Getting back to your room on such a cruise ship needs mastery in map reading. For the umpteenth time, I get lost. Cabin 10021 seems so far, yet so near. The corridors are zigzaggy. The sea is choppy. The ship is rocking. I stagger. Not from the cocktail but the mild sways of the ship.

But it is not too wobbly unless you have drunk too much. It might be harder to steady yourself.

One of the biggest surprises on the cruise ship is the array of dining options. At midnight, I feel hungry. I walk back to Bora Bora restaurant for the freshly made pizza, and cookies. I am not the only one coming in for the midnight snack. Other guests are just from Club 33 Disco on the top deck.

Day 5

At 6:21 am, the sunrays burrow into the ocean horizon. The sunrise is breathtaking. The sea is so blue it is purple. Welcome to Cape Town Cruise Terminal is seen from afar. The crew stands waiting. Two ambulances and berthing service cars are there too. Other ships, but cargo, have docked at Cape Town port. MSC Splendida sails slowly.

Skyscrapers, most painted in platone colours; whites and light greys, are seen in front of Table Mountain. Cape Town has awakened. Cars are on the road just near the ocean.

At 9am, we disembark.

I feel an immaculate sense of balance. “Life is good,” the voice in my head says, this time without any cynicism.

Table Mountain
A cable car going up Table Mountain in South Africa.
Photo credit: Clara Orina | Nation Media Group

Many Africans are yet to look to cruising as a high-value alternative to land travel.

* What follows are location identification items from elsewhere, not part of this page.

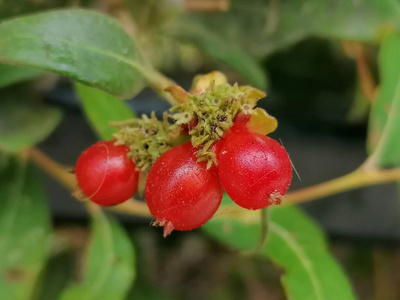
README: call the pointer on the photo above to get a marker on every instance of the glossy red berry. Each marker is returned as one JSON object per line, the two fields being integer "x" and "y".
{"x": 180, "y": 192}
{"x": 254, "y": 169}
{"x": 105, "y": 174}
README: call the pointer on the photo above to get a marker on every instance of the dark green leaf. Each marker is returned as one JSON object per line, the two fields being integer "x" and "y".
{"x": 24, "y": 230}
{"x": 266, "y": 26}
{"x": 384, "y": 125}
{"x": 13, "y": 74}
{"x": 86, "y": 46}
{"x": 101, "y": 108}
{"x": 110, "y": 269}
{"x": 23, "y": 125}
{"x": 15, "y": 8}
{"x": 220, "y": 48}
{"x": 296, "y": 244}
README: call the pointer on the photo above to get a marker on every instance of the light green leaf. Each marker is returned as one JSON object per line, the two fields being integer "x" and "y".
{"x": 101, "y": 108}
{"x": 111, "y": 265}
{"x": 23, "y": 125}
{"x": 13, "y": 74}
{"x": 222, "y": 49}
{"x": 384, "y": 125}
{"x": 14, "y": 8}
{"x": 296, "y": 244}
{"x": 86, "y": 46}
{"x": 24, "y": 230}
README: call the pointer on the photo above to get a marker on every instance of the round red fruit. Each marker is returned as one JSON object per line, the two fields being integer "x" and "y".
{"x": 105, "y": 174}
{"x": 254, "y": 169}
{"x": 180, "y": 192}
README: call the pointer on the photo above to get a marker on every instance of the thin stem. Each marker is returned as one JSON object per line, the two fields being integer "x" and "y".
{"x": 359, "y": 178}
{"x": 62, "y": 174}
{"x": 353, "y": 180}
{"x": 264, "y": 220}
{"x": 367, "y": 81}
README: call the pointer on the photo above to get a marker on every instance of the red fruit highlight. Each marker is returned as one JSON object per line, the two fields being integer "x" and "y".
{"x": 105, "y": 174}
{"x": 254, "y": 169}
{"x": 180, "y": 192}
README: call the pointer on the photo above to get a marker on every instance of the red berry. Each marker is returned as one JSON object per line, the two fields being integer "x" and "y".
{"x": 105, "y": 174}
{"x": 254, "y": 169}
{"x": 180, "y": 192}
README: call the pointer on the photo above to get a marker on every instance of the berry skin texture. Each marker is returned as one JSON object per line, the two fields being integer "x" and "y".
{"x": 254, "y": 169}
{"x": 180, "y": 192}
{"x": 105, "y": 174}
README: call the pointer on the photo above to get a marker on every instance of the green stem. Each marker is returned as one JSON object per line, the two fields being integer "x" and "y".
{"x": 359, "y": 178}
{"x": 264, "y": 221}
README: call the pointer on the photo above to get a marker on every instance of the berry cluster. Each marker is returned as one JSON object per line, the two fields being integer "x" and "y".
{"x": 217, "y": 142}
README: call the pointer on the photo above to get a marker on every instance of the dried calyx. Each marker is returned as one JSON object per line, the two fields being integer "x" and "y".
{"x": 210, "y": 113}
{"x": 147, "y": 138}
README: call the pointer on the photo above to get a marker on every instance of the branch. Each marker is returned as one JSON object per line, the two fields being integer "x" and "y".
{"x": 359, "y": 178}
{"x": 62, "y": 174}
{"x": 358, "y": 52}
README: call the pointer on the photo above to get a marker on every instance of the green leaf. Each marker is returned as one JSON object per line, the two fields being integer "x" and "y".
{"x": 14, "y": 8}
{"x": 220, "y": 48}
{"x": 384, "y": 124}
{"x": 24, "y": 230}
{"x": 86, "y": 46}
{"x": 101, "y": 108}
{"x": 13, "y": 74}
{"x": 267, "y": 26}
{"x": 296, "y": 244}
{"x": 23, "y": 125}
{"x": 110, "y": 269}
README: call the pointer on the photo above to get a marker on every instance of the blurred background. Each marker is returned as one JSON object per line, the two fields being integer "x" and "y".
{"x": 317, "y": 60}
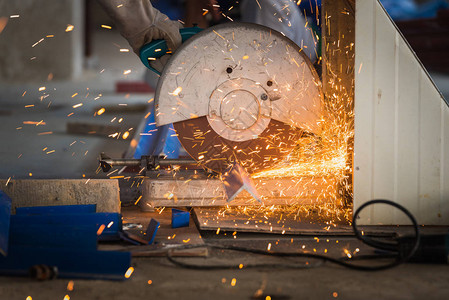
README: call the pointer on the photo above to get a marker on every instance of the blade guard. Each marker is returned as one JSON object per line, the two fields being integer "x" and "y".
{"x": 234, "y": 51}
{"x": 158, "y": 48}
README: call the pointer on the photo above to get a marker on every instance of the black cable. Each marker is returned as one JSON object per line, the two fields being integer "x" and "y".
{"x": 393, "y": 248}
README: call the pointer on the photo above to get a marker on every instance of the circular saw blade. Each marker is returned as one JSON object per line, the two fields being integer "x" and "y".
{"x": 239, "y": 92}
{"x": 217, "y": 153}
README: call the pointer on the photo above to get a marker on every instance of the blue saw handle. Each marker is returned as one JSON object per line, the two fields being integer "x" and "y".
{"x": 158, "y": 48}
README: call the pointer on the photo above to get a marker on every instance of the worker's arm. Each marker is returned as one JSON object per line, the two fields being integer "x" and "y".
{"x": 140, "y": 23}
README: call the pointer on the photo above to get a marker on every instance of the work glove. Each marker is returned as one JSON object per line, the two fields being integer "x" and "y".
{"x": 140, "y": 23}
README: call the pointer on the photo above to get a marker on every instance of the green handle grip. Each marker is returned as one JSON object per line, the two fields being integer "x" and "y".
{"x": 158, "y": 48}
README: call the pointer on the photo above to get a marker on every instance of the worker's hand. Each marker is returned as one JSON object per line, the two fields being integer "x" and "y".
{"x": 140, "y": 23}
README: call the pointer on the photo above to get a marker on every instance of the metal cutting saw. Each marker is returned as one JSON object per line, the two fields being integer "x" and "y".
{"x": 236, "y": 92}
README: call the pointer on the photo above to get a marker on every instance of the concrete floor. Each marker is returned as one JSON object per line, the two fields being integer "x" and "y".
{"x": 21, "y": 153}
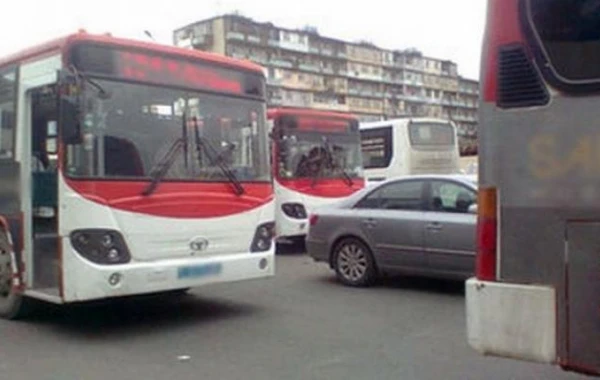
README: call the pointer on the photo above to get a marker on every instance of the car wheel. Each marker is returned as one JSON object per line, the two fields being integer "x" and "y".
{"x": 353, "y": 263}
{"x": 12, "y": 304}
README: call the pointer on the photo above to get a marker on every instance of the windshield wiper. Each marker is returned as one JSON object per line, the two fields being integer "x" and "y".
{"x": 331, "y": 163}
{"x": 335, "y": 165}
{"x": 160, "y": 169}
{"x": 102, "y": 93}
{"x": 202, "y": 145}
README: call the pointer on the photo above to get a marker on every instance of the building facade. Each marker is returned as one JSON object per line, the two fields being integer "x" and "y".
{"x": 305, "y": 69}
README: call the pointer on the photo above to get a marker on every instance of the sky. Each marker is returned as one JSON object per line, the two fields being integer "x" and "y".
{"x": 447, "y": 29}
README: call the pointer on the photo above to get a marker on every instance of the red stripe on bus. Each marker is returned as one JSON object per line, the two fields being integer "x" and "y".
{"x": 175, "y": 199}
{"x": 325, "y": 188}
{"x": 503, "y": 28}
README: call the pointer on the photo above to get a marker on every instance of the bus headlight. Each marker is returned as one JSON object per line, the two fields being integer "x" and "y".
{"x": 294, "y": 210}
{"x": 100, "y": 246}
{"x": 263, "y": 237}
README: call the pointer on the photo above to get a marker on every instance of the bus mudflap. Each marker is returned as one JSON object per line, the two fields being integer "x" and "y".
{"x": 512, "y": 320}
{"x": 583, "y": 301}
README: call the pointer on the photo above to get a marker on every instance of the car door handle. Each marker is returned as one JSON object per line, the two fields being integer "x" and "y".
{"x": 434, "y": 226}
{"x": 370, "y": 222}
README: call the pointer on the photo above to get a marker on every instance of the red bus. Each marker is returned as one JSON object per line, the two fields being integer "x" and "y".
{"x": 536, "y": 295}
{"x": 129, "y": 168}
{"x": 316, "y": 160}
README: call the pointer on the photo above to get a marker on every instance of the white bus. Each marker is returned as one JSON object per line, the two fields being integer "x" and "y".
{"x": 536, "y": 293}
{"x": 393, "y": 148}
{"x": 130, "y": 168}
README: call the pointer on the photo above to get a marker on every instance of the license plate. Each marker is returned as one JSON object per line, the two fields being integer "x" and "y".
{"x": 196, "y": 271}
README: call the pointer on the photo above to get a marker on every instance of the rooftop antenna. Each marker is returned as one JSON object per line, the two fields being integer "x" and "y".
{"x": 149, "y": 35}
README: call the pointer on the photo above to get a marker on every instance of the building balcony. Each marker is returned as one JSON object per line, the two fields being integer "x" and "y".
{"x": 253, "y": 39}
{"x": 276, "y": 100}
{"x": 202, "y": 40}
{"x": 257, "y": 59}
{"x": 309, "y": 67}
{"x": 235, "y": 36}
{"x": 281, "y": 63}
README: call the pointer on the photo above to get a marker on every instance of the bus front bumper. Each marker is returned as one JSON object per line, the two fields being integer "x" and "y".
{"x": 511, "y": 320}
{"x": 287, "y": 227}
{"x": 84, "y": 281}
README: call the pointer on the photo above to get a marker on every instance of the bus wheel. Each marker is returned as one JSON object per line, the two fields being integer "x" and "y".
{"x": 353, "y": 263}
{"x": 12, "y": 303}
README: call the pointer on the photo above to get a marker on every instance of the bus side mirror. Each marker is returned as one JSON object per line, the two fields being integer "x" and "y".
{"x": 51, "y": 138}
{"x": 70, "y": 121}
{"x": 69, "y": 109}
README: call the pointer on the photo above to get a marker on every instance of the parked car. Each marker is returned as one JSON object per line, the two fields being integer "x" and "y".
{"x": 421, "y": 225}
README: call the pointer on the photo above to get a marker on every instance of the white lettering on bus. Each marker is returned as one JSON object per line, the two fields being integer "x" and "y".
{"x": 546, "y": 162}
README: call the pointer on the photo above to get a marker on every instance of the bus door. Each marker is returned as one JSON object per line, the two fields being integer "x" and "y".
{"x": 44, "y": 188}
{"x": 583, "y": 290}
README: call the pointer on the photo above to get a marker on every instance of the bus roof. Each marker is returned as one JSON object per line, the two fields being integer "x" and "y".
{"x": 275, "y": 112}
{"x": 60, "y": 44}
{"x": 402, "y": 121}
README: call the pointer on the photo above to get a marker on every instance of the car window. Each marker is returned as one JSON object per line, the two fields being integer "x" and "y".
{"x": 405, "y": 195}
{"x": 451, "y": 197}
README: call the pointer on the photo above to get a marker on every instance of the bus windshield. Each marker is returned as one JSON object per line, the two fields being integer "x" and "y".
{"x": 129, "y": 131}
{"x": 302, "y": 154}
{"x": 426, "y": 134}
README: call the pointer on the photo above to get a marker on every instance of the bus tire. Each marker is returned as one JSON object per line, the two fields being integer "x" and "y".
{"x": 13, "y": 305}
{"x": 353, "y": 263}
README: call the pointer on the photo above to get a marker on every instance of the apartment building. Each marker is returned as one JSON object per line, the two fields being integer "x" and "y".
{"x": 305, "y": 69}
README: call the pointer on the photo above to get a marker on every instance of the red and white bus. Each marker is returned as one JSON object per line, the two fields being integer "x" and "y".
{"x": 316, "y": 161}
{"x": 536, "y": 295}
{"x": 129, "y": 168}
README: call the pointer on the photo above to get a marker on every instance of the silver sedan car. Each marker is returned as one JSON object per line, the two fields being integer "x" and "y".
{"x": 421, "y": 225}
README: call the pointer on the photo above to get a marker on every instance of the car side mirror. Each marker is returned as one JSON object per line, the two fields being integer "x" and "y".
{"x": 51, "y": 138}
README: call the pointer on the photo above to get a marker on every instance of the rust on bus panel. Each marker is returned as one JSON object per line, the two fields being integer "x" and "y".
{"x": 548, "y": 160}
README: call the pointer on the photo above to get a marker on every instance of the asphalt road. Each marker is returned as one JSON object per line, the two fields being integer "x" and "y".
{"x": 299, "y": 325}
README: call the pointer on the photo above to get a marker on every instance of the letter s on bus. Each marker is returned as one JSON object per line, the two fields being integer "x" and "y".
{"x": 542, "y": 161}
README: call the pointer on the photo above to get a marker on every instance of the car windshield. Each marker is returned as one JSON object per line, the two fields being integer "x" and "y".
{"x": 130, "y": 131}
{"x": 303, "y": 154}
{"x": 426, "y": 134}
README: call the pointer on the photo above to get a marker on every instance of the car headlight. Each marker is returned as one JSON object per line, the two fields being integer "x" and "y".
{"x": 294, "y": 210}
{"x": 263, "y": 237}
{"x": 100, "y": 246}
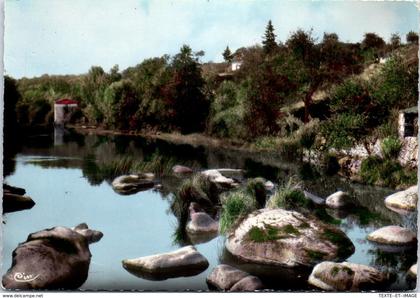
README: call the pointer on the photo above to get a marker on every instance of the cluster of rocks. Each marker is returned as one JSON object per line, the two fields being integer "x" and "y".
{"x": 186, "y": 261}
{"x": 56, "y": 258}
{"x": 227, "y": 278}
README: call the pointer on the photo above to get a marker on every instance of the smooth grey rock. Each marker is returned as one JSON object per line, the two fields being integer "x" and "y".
{"x": 186, "y": 261}
{"x": 131, "y": 184}
{"x": 223, "y": 277}
{"x": 317, "y": 200}
{"x": 294, "y": 241}
{"x": 405, "y": 200}
{"x": 56, "y": 258}
{"x": 178, "y": 169}
{"x": 201, "y": 222}
{"x": 247, "y": 284}
{"x": 14, "y": 202}
{"x": 339, "y": 199}
{"x": 393, "y": 235}
{"x": 345, "y": 276}
{"x": 216, "y": 177}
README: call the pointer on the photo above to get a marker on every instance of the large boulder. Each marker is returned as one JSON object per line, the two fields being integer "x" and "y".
{"x": 405, "y": 200}
{"x": 227, "y": 278}
{"x": 345, "y": 276}
{"x": 131, "y": 184}
{"x": 412, "y": 272}
{"x": 286, "y": 238}
{"x": 247, "y": 284}
{"x": 14, "y": 199}
{"x": 56, "y": 258}
{"x": 186, "y": 261}
{"x": 339, "y": 199}
{"x": 393, "y": 235}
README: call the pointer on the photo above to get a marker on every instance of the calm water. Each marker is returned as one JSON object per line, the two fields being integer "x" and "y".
{"x": 63, "y": 177}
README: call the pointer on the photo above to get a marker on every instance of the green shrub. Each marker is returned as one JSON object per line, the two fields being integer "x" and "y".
{"x": 235, "y": 205}
{"x": 370, "y": 169}
{"x": 391, "y": 147}
{"x": 390, "y": 173}
{"x": 344, "y": 130}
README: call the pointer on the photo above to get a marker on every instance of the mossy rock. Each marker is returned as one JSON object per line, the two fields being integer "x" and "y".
{"x": 287, "y": 238}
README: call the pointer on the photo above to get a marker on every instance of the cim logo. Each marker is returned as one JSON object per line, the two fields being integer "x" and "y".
{"x": 23, "y": 277}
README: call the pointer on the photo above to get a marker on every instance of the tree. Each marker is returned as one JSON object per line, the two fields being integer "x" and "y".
{"x": 412, "y": 37}
{"x": 395, "y": 41}
{"x": 269, "y": 39}
{"x": 187, "y": 105}
{"x": 227, "y": 55}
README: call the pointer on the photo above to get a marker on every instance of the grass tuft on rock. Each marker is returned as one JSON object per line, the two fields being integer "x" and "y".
{"x": 235, "y": 205}
{"x": 289, "y": 196}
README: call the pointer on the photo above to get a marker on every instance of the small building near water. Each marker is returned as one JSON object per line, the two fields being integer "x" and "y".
{"x": 63, "y": 110}
{"x": 408, "y": 132}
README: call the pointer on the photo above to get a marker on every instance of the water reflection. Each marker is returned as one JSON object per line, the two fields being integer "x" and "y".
{"x": 79, "y": 173}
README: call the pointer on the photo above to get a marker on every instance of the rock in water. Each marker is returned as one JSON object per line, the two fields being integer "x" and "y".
{"x": 393, "y": 235}
{"x": 14, "y": 199}
{"x": 186, "y": 261}
{"x": 412, "y": 272}
{"x": 56, "y": 258}
{"x": 404, "y": 200}
{"x": 216, "y": 177}
{"x": 247, "y": 284}
{"x": 227, "y": 278}
{"x": 131, "y": 184}
{"x": 287, "y": 239}
{"x": 178, "y": 169}
{"x": 223, "y": 277}
{"x": 14, "y": 202}
{"x": 339, "y": 199}
{"x": 201, "y": 222}
{"x": 345, "y": 276}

To woo African travellers, the MSC cruise line started 34, two to five-night sailings from Durban and Cape Town to Portuguese Island and Pomene Island in Mozambique, Walvis Bay in Namibia and Port Louis in Mauritius.

The cost? For instance, a six-day Christmas cruise on December 23 from Durban in South Africa to Pomene in Mozambique, back through Portuguese Island in the same country, aboard MSC Musica, for two people, costs about 50,000 rands (Sh347,609).

As South Africa seeks to grow its tourism number, it also courting thrill seekers.

We head out to Atlantis Dunes Quad biking, 45 kilometres from Cape Town city. Here, the view is unforgettable, and so is the experience of riding a quad bike on dunes.

Dinner is back in Cape Town, at the Bungalow Restaurant, which is a must-visit. I eat kingklip fillet paired with one of the best Sauvignon Blancs I have tasted.

Day 6

Going up Table Mountain in a cable car is a must-do in Cape Town. I walk on the stone mountain wondering if I will hear Biblical Moses’ voice echo from yonder. The unobstructed views of the sea and city below — justify the visit. We then head to StellenBosch for winetasting and lunch. Stellenbosch smells of acclaimed vintners and we found two; one at Morgenhof Estate and and another at Seven Sisters Vineyards, both women.

Day 7

Back to Kenya, with bottles of wines from boutique vineyards, of course, lots of memories and post-vacation depression.